Maédhros 03-28-2004 10:06 PM

Typos
 
This post is just to illustrate some typos that are in our current draft of the Fall of Gondolin:
Page 2:

"in the great hill of slain that the have raised" should be
"in the great hill of slain that the Orcs have raised"

"Haudhen-Ndengin" should be "Haudh-en-Ndengin"

"such as still remained. Elves or Men" The period should be replaced with a comma.

"and be drove away" should be "and he drove away"

Page 3:

"and at the least be was not starved" should be "and at the least he was not starved"

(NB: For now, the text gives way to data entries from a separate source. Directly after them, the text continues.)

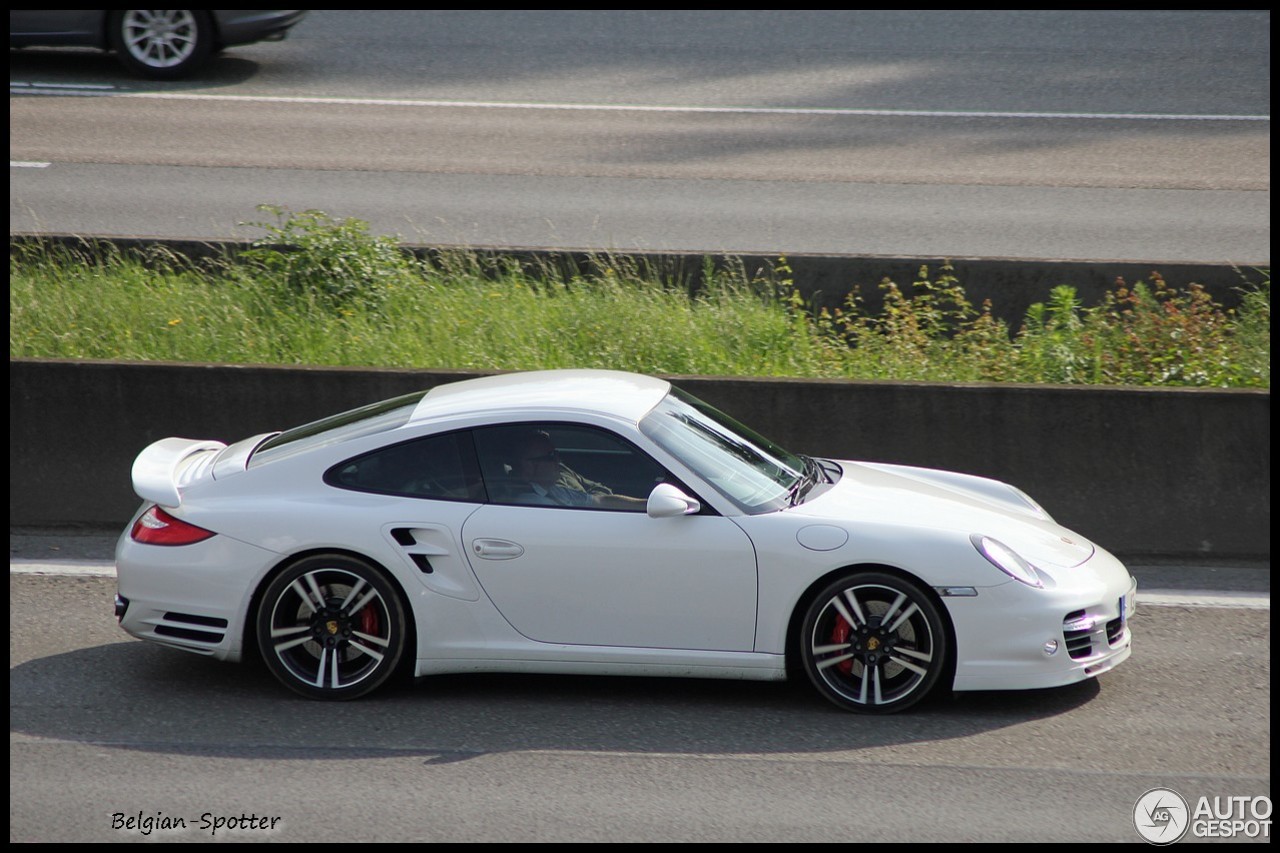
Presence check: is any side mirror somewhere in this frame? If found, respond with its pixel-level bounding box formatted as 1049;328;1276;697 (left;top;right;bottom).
645;483;703;519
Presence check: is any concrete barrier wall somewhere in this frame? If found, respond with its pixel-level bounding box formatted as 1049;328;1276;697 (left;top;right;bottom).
9;360;1271;558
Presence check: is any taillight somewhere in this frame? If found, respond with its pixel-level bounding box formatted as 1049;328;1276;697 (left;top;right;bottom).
129;506;214;546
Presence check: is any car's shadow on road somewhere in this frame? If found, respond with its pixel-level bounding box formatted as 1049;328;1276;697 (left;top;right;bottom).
9;642;1100;762
9;47;261;95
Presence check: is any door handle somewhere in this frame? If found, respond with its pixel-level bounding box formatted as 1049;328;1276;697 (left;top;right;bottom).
471;539;525;560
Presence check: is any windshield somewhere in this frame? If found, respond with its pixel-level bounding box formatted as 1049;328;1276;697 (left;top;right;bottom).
640;388;806;514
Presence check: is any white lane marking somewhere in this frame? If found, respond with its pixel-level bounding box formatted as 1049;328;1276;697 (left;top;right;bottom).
1138;589;1271;610
9;82;1271;122
9;79;119;92
9;560;115;578
9;560;1271;610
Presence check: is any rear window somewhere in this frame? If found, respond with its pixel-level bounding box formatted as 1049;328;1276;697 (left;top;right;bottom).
248;391;426;467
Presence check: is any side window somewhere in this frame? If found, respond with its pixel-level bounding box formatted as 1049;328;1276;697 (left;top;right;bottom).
324;433;485;503
472;423;669;512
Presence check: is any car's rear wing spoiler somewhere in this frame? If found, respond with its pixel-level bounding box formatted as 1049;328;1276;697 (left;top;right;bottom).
133;438;227;507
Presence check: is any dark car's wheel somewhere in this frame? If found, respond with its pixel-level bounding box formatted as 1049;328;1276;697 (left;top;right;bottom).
799;571;947;713
257;555;407;699
108;9;215;79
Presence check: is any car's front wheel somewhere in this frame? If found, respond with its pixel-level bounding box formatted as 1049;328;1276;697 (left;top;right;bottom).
108;9;215;79
257;555;407;699
799;571;947;713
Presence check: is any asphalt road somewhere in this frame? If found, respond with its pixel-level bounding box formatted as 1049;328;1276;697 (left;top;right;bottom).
9;533;1271;843
10;10;1270;264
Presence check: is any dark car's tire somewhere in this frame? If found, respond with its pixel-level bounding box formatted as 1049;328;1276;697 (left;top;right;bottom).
257;555;408;699
106;9;216;79
797;571;948;713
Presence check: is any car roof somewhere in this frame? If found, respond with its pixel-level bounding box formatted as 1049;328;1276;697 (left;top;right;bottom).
408;370;671;424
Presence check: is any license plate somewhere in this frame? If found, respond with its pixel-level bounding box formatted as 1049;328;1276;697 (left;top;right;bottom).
1120;584;1138;622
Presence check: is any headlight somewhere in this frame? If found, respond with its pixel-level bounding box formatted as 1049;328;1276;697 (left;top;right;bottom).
969;533;1044;589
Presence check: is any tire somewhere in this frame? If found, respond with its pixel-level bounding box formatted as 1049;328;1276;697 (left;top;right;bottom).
108;9;215;79
257;555;407;699
799;571;948;713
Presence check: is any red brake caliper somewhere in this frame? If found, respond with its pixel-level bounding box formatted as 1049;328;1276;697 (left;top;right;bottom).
360;603;379;637
831;613;854;675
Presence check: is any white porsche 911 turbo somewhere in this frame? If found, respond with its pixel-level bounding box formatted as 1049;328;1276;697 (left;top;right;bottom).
115;370;1137;713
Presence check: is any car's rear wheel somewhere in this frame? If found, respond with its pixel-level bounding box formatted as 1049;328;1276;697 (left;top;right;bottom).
257;555;407;699
108;9;215;79
799;571;947;713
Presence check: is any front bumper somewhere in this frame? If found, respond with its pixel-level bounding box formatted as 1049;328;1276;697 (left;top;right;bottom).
945;549;1138;690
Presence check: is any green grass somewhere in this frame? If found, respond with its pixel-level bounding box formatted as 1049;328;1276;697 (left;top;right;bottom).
9;211;1271;387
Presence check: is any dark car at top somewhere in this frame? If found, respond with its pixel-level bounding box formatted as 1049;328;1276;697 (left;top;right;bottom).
9;9;307;79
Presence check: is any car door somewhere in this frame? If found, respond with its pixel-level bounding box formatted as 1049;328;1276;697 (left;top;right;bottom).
462;424;756;652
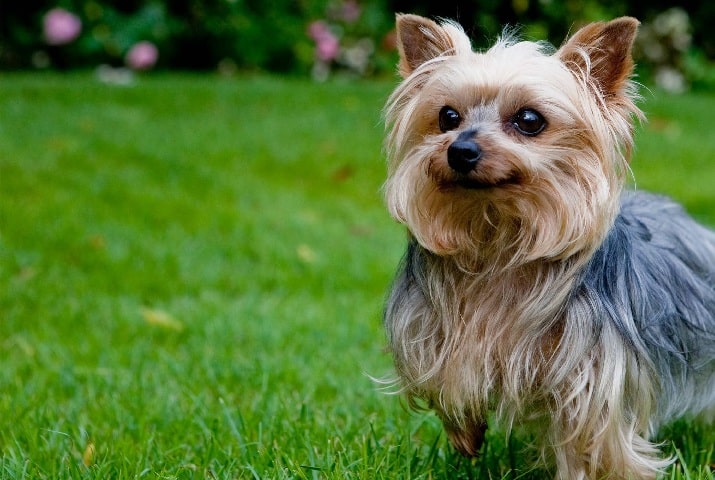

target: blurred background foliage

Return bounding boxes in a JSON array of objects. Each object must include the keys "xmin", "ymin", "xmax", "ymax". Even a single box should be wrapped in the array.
[{"xmin": 0, "ymin": 0, "xmax": 715, "ymax": 91}]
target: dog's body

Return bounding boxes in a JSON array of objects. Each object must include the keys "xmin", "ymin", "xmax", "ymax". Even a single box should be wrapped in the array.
[{"xmin": 385, "ymin": 15, "xmax": 715, "ymax": 480}]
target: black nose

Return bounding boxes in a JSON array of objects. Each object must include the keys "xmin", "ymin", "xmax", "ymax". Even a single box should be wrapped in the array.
[{"xmin": 447, "ymin": 139, "xmax": 482, "ymax": 173}]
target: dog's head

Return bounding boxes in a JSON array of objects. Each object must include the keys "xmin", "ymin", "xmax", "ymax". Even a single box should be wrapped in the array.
[{"xmin": 385, "ymin": 15, "xmax": 640, "ymax": 264}]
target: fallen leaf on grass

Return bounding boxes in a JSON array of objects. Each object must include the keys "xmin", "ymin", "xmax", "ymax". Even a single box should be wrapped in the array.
[
  {"xmin": 296, "ymin": 244, "xmax": 318, "ymax": 263},
  {"xmin": 82, "ymin": 442, "xmax": 96, "ymax": 467},
  {"xmin": 141, "ymin": 308, "xmax": 184, "ymax": 332}
]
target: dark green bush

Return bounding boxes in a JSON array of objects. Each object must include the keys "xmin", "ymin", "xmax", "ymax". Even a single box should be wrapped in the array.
[{"xmin": 0, "ymin": 0, "xmax": 715, "ymax": 84}]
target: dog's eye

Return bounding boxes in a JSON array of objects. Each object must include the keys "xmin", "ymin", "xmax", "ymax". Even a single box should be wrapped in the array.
[
  {"xmin": 439, "ymin": 105, "xmax": 462, "ymax": 132},
  {"xmin": 511, "ymin": 108, "xmax": 546, "ymax": 137}
]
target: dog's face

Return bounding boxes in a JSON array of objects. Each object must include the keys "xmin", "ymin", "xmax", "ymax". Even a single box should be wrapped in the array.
[{"xmin": 386, "ymin": 15, "xmax": 638, "ymax": 264}]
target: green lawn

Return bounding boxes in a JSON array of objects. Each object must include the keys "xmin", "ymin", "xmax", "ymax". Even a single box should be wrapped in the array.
[{"xmin": 0, "ymin": 74, "xmax": 715, "ymax": 479}]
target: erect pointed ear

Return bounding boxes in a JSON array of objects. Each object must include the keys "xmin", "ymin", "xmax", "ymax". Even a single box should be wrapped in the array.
[
  {"xmin": 396, "ymin": 14, "xmax": 472, "ymax": 78},
  {"xmin": 557, "ymin": 17, "xmax": 640, "ymax": 99}
]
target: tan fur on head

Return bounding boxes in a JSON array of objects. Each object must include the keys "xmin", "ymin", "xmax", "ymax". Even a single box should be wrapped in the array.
[
  {"xmin": 385, "ymin": 15, "xmax": 667, "ymax": 480},
  {"xmin": 385, "ymin": 15, "xmax": 640, "ymax": 267}
]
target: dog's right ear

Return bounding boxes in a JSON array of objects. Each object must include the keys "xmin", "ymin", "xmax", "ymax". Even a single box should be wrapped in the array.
[{"xmin": 396, "ymin": 14, "xmax": 472, "ymax": 78}]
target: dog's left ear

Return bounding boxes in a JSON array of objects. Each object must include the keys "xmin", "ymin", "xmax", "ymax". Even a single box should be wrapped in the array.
[
  {"xmin": 557, "ymin": 17, "xmax": 640, "ymax": 100},
  {"xmin": 396, "ymin": 14, "xmax": 472, "ymax": 78}
]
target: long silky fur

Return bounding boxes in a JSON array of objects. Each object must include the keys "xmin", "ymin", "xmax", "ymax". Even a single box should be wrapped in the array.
[{"xmin": 385, "ymin": 15, "xmax": 715, "ymax": 480}]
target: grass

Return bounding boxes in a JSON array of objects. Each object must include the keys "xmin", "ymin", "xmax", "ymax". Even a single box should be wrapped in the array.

"Then he took up harp" should be "Then he took up the harp"

Page 4:

"withersoever yon turn" should be "whithersoever you turn"

Page 6:

"as be drew near" should be "as he drew near"

Page 7:

"between and thy goal" should be "between thee and thy goal"

"What is then my goal. Lord?" The period should be replaced with a comma.

"which long ago decreed" should be "Which long ago I decreed"

Page 10:

"and join with thy forays" should be "and join with the forays"

"But I tamed on the way" should be "But I tarried on the way"

Page 11:

"on to strike us the more cruelly" should be "only to strike us the more cruelly"

Page 12:

"aimed, clad in black" should be "armed, clad in black"

"with a long sword drawn and they wondered" should be "with a long sword drawn; and they wondered" (insert semicolon)

"and Voronwë tamed somewhat north" should be "and Voronwë turned somewhat north"

"How far is no to go?" should be "How far is it now to go?"

"like cowed dog" should be "like a cowed dog"

Page 13:

"'Death is all about us,' and Tuor" should be "'Death is all about us,' said Tuor"

Page 14:

"wit out more doubt" should be "without more doubt"

Page 16:

"many slow minute passed" should be "many slow minutes passed"

"marvelled to see to beauty" should be "marvelled to see its beauty"

Page 17:

"to a stranger it may seen" should be "to a stranger it may seem"

We should also correct the junger for younger in page 27 and geart to great in page 34.

Thanks Artanis. :)

lindil 07-31-2004 04:13 AM

my 2 cents on the horns of Ulmo
 
I must say, I think Aiwendil;s revision oand present tensing of the Horns of Ulmo is excellent and should stay if at all possible.

The only thing I would change is:
{Inland musics subtly magic} [But my heart recalleth sea musics] that {those} [the] {reeds} [waves] alone {could} [can] weave −}

-->
{Inland musics subtly magic} [Sea musics subtle magic ] that ....

It preserves some rather weak poetry but does takes the worst edge off it.

Of course I am dipping into this with only having read the last 10 or so posts.

So feel free to disregard this thread is I have missed something blatantly obvious to everyone else...

A+ for continuing effort my friends!